# COMPETITIVE BODYBUILDING - POWERLIFTING - ATHLETICS & SPORTS > BOXING / FIGHTING / WRESTLING >  Where do they get these guys from?

## catabolic kid

Most all of the guys on THE ULTIMATE FIGHTER look like punks. I am sure they are decent but out of all the people fighting MMA there is not anyone more qualified for the ufc.
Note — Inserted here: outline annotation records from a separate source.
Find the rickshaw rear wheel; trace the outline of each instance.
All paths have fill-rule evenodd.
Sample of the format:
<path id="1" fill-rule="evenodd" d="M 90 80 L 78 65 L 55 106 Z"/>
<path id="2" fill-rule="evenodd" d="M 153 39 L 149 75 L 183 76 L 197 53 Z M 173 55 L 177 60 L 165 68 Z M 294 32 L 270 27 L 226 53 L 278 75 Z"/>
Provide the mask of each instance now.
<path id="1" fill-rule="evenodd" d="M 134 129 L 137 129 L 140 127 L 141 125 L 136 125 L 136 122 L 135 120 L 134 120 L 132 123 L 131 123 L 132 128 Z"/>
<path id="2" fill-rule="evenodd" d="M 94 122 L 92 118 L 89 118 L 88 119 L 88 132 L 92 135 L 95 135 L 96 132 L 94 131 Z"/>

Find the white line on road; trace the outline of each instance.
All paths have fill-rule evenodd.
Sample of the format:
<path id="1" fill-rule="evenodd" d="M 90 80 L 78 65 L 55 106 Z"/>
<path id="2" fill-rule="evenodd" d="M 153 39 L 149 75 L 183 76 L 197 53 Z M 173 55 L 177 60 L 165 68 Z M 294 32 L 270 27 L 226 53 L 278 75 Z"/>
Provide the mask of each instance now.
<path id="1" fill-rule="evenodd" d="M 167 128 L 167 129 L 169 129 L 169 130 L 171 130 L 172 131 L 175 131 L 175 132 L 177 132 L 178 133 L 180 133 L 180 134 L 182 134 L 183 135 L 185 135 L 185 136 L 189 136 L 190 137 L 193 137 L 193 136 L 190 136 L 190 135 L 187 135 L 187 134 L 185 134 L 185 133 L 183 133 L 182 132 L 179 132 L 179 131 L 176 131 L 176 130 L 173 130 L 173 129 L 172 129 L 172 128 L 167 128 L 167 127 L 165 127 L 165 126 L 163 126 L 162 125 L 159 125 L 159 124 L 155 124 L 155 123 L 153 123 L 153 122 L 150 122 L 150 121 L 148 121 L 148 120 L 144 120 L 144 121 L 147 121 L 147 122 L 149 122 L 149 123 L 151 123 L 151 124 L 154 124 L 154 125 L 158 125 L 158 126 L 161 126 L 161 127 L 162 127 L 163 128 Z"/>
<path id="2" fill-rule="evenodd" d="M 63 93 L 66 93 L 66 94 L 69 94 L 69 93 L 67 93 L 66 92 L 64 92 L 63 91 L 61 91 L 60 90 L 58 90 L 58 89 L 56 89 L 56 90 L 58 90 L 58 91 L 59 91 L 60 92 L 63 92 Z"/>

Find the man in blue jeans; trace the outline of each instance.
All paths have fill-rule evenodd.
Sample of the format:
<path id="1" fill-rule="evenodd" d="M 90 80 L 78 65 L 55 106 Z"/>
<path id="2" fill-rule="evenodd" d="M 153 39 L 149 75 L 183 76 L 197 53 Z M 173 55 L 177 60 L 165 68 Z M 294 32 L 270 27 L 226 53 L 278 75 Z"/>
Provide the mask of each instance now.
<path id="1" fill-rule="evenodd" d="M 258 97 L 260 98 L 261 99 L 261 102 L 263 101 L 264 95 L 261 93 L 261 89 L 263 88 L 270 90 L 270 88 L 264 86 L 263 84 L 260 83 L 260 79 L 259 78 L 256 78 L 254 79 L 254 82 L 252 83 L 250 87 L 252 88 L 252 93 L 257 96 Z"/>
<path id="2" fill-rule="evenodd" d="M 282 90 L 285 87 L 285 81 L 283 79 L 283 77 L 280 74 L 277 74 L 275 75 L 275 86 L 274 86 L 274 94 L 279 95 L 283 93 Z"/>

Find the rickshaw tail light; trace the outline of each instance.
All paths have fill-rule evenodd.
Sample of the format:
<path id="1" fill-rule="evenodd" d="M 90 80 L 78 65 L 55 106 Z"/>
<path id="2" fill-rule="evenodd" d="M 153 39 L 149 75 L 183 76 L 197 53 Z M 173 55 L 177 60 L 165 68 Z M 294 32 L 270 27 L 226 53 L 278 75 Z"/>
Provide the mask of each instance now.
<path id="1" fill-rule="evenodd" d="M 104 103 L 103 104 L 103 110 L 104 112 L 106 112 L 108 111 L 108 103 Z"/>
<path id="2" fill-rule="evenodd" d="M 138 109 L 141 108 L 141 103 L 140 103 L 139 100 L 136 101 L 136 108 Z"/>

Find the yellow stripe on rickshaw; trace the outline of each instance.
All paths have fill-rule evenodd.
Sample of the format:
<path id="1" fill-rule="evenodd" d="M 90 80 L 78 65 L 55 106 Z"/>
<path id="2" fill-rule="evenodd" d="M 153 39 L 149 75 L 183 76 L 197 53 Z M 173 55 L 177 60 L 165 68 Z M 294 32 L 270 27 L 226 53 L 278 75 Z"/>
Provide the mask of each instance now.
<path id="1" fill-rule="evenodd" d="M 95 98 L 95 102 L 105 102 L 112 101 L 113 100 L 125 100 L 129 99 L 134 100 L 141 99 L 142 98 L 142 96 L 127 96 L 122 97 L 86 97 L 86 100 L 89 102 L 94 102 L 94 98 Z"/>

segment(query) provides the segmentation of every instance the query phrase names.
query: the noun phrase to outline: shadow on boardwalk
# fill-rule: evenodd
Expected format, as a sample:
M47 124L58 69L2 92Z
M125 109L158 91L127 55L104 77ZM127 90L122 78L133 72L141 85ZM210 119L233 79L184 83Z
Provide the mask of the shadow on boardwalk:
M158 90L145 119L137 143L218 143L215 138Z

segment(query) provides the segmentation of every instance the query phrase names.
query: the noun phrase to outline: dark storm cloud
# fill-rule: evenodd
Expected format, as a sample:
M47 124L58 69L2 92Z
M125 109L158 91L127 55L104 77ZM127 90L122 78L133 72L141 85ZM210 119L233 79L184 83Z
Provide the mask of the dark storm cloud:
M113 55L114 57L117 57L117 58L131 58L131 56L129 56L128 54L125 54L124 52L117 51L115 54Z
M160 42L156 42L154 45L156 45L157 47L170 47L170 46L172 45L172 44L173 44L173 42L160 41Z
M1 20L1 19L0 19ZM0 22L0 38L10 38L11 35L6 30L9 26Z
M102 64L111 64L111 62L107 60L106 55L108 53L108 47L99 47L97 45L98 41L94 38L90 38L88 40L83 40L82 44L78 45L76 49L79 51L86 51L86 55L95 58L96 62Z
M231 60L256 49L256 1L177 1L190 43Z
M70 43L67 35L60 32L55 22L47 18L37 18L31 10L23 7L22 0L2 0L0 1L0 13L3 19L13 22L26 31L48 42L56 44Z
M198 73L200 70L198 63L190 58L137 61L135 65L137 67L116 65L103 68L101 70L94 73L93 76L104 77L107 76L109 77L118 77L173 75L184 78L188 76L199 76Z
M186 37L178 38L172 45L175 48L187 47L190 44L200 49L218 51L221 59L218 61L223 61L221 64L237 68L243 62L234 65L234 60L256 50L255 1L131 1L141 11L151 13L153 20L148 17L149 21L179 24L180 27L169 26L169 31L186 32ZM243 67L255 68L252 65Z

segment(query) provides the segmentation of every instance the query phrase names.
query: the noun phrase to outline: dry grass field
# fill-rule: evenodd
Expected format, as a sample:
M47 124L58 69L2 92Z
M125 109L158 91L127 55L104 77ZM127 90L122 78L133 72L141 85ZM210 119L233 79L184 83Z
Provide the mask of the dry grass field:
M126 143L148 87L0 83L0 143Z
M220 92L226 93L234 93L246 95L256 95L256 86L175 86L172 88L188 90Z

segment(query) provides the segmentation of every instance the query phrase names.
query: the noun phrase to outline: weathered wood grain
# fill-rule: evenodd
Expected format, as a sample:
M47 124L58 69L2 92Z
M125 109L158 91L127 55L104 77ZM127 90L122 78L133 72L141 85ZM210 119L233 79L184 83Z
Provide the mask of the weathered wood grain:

I just could not see that KENNY FLORIAN fighting in the UFC. ANd what about SAM and that kid JASON that got eliminated first, why did they choose him?

----------


## soo2bhuge

i agree. these guys are hardly the best in america. i train with guys 10x better. i think it's that they were aware of the fact that ufc was having auditions and let's not forget that these auditions took place at major cities. not everybody is checking out ufc.tv every day and many weren't aware. i went to the pride auditions in la in november and the guys there for awesome compared to the ultimate fighter guys.

----------


## Panzerfaust

You must also remember that alot of the guy's that tried out or got the parts actually train with established MMA camps.

I know Chris Brennan, Carlos Newton and Randy Couture had guys trying out. I also agree that these are not the "cream" of the crop but what can you do, ZUFFA can **** up a cup of coffee.

----------


## soo2bhuge

> You must also remember that alot of the guy's that tried out or got the parts actually train with established MMA camps.
> 
> I know Chris Brennan, Carlos Newton and Randy Couture had guys trying out. I also agree that these are not the "cream" of the crop but what can you do, ZUFFA can **** up a cup of coffee.


that's true. chris leben is working for team quest now. he teaches classes for them and fights out of their camp.

----------


## Therocksbiggestfan

A lot of these guys on the show got put their because of three things

1. other better fighters who Dana white wanted failed drug tests

2. They knew Dana White and they had an in...example Alex K.'s sister went to college with Dana White and Dana owed Alex a friendly favor

3. Fighters already train with some of the coaches...Leban, and Nate both train with Randy and team Quest!!!!!

----------


## MMA

> Most all of the guys on THE ULTIMATE FIGHTER look like punks. I am sure they are decent but out of all the people fighting MMA there is not anyone more qualified for the ufc. I just could not see that KENNY FLORIAN fighting in the UFC. ANd what about SAM and that kid JASON that got eliminated first, why did they choose him?


i think you're missing the point. the goal wasn't to get the best fighters, it was to get personalities to promote their brand.

and your other comment about kenny florian...it was based on what? the fact that he is soft spoken? have you ever sen him fight? he is undersized (should fight at 155) but his skills are the best on the show, hands down, and his mental intensity is incredible. when he rolled with koschek, he tapped him 10 times in 10 minutes. dana was very impressed with him, and i'm sure he'll end up in UFC whether he wins the show or not.

----------